Dynamic Design of Machine Learning Pipelines via Metalearning

Alcobaça, Edesio, de Carvalho, André C. P. L. F.

arXiv.org Artificial Intelligence 

Automated Machine Learning (AutoML) has become an essential tool for democratizing machine learning (ML) by automating key aspects of model selection, hyperparameter tuning, and feature engineering [1, 2]. However, the efficiency of AutoML frameworks remains a significant challenge, as the search for optimal configurations is often computationally expensive [3-5]. Traditional search strategies, such as Random Search (RS) and Bayesian Optimization (BO), indiscriminately explore large search spaces, resulting in high resource consumption [3, 6, 7]. To address this challenge, we propose a metalearning approach that dynamically designs search spaces for an AutoML solution, reducing computational costs while maintaining competitive predictive performance.

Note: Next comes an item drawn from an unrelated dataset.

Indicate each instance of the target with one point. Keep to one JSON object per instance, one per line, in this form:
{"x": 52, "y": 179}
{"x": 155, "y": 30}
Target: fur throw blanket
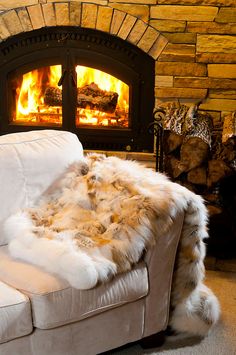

The proposed method leverages historical metaknowledge to identify and prioritize promising regions of the search space, enabling more efficient optimization. By predicting the performance of preprocessor-classifier combinations, a meta-model, induced using metalearning, can provide a warm-start advantage, accelerating the AutoML search process. This study evaluates the effectiveness of the proposed approach through an extensive set of experiments, analyzing both computational efficiency and predictive performance. According to the experimental results, the dynamically generated search spaces significantly reduce runtime, while maintaining high-quality solutions. In particular, the RS-mtl-95 configuration achieved an 89% reduction in runtime without compromising predictive performance.